I can understand your use of M2 if you're using sets with any sort of depth because you want to keep the same feel as the rest of the movie. HOWEVER.... the entire purpose of doing sets on green screen is to do the sets that surround the actor so that you don't have to use a screen at all, you just do set extensions. If you're going to have some set pieces - if they're not interacting with the actors or blocking the actors from the screen - thus alleviating the need of the screen.

I can't speak to the focus issues though as I've never used the M2 or the like.

I CAN reiterate.... 1080...... not 720p. You get TWICE the datarate at 1080 on that camera. You can say "but we only want it at 720p" - then I say, well, your composite will then be that much cleaner.

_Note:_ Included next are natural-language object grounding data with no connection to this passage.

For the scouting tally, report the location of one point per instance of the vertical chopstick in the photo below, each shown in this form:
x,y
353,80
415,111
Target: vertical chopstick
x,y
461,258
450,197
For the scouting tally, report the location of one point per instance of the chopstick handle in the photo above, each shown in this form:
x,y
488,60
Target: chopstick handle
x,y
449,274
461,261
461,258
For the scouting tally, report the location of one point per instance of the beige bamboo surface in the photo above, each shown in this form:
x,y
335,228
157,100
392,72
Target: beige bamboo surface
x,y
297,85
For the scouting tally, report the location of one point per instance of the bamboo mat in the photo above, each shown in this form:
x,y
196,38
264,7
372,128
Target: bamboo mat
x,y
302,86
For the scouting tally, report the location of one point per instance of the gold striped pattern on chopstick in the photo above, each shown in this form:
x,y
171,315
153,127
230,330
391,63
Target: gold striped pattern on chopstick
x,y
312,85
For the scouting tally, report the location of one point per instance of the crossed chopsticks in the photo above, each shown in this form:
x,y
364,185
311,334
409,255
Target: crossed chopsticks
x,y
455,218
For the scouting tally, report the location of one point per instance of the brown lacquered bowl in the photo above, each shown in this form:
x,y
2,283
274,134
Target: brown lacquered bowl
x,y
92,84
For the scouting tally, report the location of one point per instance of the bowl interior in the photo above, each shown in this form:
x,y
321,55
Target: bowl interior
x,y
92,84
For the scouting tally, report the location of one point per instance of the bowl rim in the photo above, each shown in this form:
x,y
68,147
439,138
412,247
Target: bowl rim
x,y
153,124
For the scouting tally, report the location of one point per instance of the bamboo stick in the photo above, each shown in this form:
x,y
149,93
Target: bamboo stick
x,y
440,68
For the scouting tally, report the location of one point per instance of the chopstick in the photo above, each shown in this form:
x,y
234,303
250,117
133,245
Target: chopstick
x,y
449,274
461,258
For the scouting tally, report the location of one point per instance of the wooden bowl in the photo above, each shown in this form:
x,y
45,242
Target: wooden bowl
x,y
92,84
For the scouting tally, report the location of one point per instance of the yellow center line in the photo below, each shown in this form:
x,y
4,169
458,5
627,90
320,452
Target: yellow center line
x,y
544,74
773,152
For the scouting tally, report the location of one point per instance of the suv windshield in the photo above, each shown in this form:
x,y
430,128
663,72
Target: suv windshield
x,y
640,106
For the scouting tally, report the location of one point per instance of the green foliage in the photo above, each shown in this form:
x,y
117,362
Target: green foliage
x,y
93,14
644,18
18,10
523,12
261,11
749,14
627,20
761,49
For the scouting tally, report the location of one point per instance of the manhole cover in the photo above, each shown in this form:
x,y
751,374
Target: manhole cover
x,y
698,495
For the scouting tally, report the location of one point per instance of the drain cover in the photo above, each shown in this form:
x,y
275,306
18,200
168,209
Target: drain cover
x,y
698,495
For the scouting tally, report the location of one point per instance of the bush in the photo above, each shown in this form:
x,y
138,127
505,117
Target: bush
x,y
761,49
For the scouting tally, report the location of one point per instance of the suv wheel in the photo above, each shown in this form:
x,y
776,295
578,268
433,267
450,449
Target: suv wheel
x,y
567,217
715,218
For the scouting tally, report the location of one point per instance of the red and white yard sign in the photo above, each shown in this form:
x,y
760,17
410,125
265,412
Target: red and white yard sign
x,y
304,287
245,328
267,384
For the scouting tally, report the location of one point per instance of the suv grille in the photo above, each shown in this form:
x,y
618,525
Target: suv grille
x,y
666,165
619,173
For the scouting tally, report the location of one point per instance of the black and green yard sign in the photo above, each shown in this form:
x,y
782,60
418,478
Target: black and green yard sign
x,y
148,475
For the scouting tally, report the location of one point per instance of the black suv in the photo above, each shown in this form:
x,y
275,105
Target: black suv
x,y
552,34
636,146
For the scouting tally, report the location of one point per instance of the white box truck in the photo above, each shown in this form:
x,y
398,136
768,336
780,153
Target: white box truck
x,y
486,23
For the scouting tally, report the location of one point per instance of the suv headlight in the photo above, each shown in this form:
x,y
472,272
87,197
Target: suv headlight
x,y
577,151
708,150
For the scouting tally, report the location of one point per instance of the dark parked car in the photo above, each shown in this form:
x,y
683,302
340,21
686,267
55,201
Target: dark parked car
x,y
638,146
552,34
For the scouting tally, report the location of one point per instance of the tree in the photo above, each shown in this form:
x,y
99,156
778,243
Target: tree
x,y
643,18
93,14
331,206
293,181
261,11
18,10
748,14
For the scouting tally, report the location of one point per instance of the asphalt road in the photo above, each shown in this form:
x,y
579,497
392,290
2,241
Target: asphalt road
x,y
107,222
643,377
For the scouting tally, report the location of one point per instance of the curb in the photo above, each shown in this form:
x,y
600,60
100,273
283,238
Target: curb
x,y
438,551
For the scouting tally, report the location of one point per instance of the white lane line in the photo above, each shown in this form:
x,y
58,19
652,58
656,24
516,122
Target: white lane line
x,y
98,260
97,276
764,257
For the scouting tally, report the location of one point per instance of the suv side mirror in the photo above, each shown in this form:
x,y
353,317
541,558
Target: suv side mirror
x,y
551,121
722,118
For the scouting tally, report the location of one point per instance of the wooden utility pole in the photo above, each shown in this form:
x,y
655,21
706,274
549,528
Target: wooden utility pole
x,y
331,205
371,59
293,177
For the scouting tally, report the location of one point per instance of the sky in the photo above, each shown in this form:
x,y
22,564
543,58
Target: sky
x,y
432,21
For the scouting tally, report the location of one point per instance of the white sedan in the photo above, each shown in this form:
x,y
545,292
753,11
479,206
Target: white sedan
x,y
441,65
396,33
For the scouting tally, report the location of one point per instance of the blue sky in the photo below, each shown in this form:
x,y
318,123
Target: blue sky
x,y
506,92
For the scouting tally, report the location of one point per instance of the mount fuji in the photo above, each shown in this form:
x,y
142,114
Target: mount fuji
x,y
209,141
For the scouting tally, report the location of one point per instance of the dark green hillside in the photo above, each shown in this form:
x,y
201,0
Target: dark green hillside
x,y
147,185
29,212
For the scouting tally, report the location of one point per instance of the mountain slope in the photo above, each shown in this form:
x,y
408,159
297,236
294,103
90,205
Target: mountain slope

Shrinking always looks better than growing. You don't want to enlarge a greenscreen composite.

my 3 cents.


Thanks for your 3 cents. The reason for half sets is artistic, they are a must. There are model landscapes that must be shot with a correlating lens for match angle of view and DOF of subjects. Blue/green lighting will be optimal.

As said before, I know I can do it with Varicam + Pro 35, can I with HVX + m2? There is a substantial difference in pro35 and mini35 from P+S Technik and allegedly the m2 is sharper than the mini35. Perhaps the question could be answered simply based on the quality of the m2 gg. If any m2 users have input about the clarity of image and overall sharpness please share.